As for the bench, the Lakers best options might be to re-sign several of their own free agents from last season who were the heart of the team’s inspired finish to the year, including point guard Alex Caruso, a career 39.8% three-point shooter, shooting guard Reggie Bullock, a career 39.2% three-point shooter, small forward Jemerrio Jones, an energetic rebounder and defender, and power forward Mike Muscala, a career 36.5% three-point shooter.
The Lakers could also consider buying a second round pick to draft a young center like UCF’s Tacko Fall, who could provide valuable minutes as a backup rim protector, or young guard like Wofford’s Fletcher Magee, who could be a dead-eye situational three-point shooter. Finally, the Lakers should be a top landing spot for veterans who’ve had their contracts bought out after being traded and would be willing to sign for the veteran minimum to chase a ring.
Bottom line, the Lakers should have no problem finding quality players to support and supplement a Big Three of LeBron James, Anthony Davis, and Kyrie Irving using their room exception and veteran minimum exceptions.
Option 2. Sign Multiple Role Players.
Frankly, signing multiple role players in free agency is probably the Lakers’ backup plan should they succeed in trading for Anthony Davis as the second superstar to pair with LeBron James. It’s the path they would take only if, after trading for Anthony Davis, they were unable to retain the cap space to sign a max contract superstar in free agency or unable to convince a third superstar to sign with them to create a Big Three with James and Davis.

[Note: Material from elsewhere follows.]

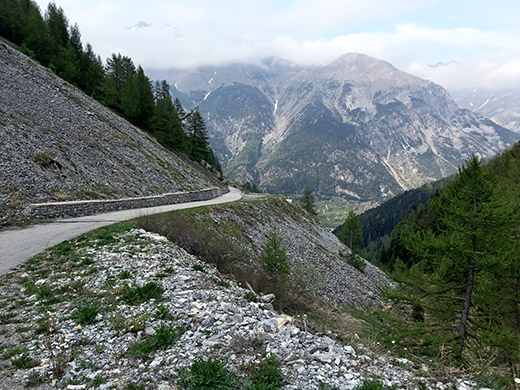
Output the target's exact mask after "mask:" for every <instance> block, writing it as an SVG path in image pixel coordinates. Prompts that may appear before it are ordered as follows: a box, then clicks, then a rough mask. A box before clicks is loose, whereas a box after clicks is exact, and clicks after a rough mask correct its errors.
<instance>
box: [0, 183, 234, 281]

Having said that, you could argue that the Lakers might be better off using their cap space to build a more diverse and deeper roster. Superstar Big Threes usually require one of the three superstars to make big sacrifices in their game. The question is whether there are enough touches to go around with three ball dominant superstars like James, Davis, and Irving, although Ball and McGee, who don’t need the ball, could be excellent complements.
It’s the starting center position and the bench where signing multiple elite role players could have the greatest benefit. With $32 million in cap space, the Lakers could sign a top stretch five center like Brook Lopez or Dewayne Dedmon, who could open up space for LeBron and AD to attack the rim. With McGee at center, opposing centers would be able to sag off and clog up the paint, something they couldn’t do with Lopez or Dedmon on the perimeter.
While the Lakers’ free agents from last year finished the season as winners, there’s a reason why all of them have never carved out a career with a team. Being able to upgrade the starters and bench with exceptional shooters like Danny Green, Terrence Ross, J.J. Redick, or Malcolm Brogdon or dominating power forwards like Marcus Morris, Nikola Mirotic, Al-Farouq Aminu, or Julius Randle could make a huge difference, especially during the playoffs.
One of the trends we’ve watched in the NBA over the last few seasons is the growing value of depth and diversity. Strength in numbers is more than just a slogan in a league where injuries are more and more becoming a big factor. There’s something to say about having starter quality backups, especially at key positions like point guard and center. Whether the Lakers would be better off with a third superstar or multiple elite role players is a valid question.
Bottom line, even though spending their cap space on multiple role players may be Plan B, the Lakers might be able to build a more diverse, deeper, and more successful team than they could build around a superstar Big Three.